Why do solar and wind combined provide less than 2% of the world’s energy?

To answer these questions, we need to understand what makes energy, or anything else for that matter, cheap and plentiful.

For something to be cheap and plentiful, every part of the process to produce it, including every input that goes into it, must be cheap and plentiful.

Yes, the sun is free. Yes, wind is free. But the process of turning sunlight and wind into useable energy on a mass scale is far from free. In fact, compared to the other sources of energy -- fossil fuels, nuclear power, and hydroelectric power, solar and wind power are very expensive.

The basic problem is that sunlight and wind as energy sources are both weak (the more technical term is dilute) and unreliable (the more technical term is intermittent). It takes a lot of resources to collect and concentrate them, and even more resources to make them available on-demand. These are called the diluteness problem and the intermittency problem.

The diluteness problem is that, unlike coal or oil, the sun and the wind don’t deliver concentrated energy -- which means you need a lot of additional materials to produce a unit of energy.

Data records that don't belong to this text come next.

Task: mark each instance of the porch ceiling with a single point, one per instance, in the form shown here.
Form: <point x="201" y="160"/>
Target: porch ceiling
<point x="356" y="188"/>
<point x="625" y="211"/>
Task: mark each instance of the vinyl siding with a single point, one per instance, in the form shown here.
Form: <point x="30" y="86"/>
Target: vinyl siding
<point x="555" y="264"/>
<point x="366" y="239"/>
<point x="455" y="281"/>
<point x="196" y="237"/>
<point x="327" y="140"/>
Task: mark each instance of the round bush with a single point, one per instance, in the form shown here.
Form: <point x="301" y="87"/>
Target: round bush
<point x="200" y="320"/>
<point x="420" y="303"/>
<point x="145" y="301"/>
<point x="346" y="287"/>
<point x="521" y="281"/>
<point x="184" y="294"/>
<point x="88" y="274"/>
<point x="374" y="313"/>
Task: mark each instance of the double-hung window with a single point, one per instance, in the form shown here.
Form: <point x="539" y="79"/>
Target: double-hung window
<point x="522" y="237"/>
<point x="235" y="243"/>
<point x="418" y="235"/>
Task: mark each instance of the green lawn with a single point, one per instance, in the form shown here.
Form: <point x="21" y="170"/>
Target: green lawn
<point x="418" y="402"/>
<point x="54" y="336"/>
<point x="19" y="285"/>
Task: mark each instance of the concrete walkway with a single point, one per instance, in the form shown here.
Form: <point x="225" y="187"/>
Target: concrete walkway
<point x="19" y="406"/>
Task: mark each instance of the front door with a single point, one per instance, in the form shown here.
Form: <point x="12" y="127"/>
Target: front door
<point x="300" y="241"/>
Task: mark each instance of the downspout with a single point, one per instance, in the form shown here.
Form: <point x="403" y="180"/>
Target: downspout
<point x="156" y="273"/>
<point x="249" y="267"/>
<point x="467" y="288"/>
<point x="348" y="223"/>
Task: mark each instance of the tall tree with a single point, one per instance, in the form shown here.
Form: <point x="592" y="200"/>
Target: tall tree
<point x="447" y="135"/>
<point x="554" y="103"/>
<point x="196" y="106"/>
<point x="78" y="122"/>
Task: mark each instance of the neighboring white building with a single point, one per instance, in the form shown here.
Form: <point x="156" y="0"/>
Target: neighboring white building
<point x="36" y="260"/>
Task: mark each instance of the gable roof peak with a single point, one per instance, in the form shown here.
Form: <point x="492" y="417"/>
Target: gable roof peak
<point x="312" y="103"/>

For solar power, such materials can include highly purified silicon, phosphorus, boron, and a dozen other complex compounds like titanium dioxide. All these materials have to be mined, refined and/or manufactured in order to make solar panels. Those industrial processes take a lot of energy.

For wind, needed materials include high-performance compounds for turbine blades and the rare-earth metal neodymium for lightweight, specialty magnets, as well as the steel and concrete necessary to build structures -- thousands of them -- as tall as skyscrapers.

And as big a problem as diluteness is, it’s nothing compared to the intermittency problem. This isn’t exactly a news flash, but the sun doesn’t shine all the time. And the wind doesn’t blow all the time. The only way for solar and wind to be truly useful would be if we could store them so that they would be available when we needed them. You can store oil in a tank. Where do you store solar or wind energy? No such mass-storage system exists. Which is why, in the entire world, there is not one real or proposed independent, freestanding solar or wind power plant. All of them require backup. And guess what the go-to back-up is: fossil fuel.

Here’s what solar and wind electricity look like in Germany, which is the world’s leader in “renewables”. The word erratic leaps to mind. Wind is constantly varying, sometimes disappearing completely. And solar produces little in the winter months when Germany most needs energy.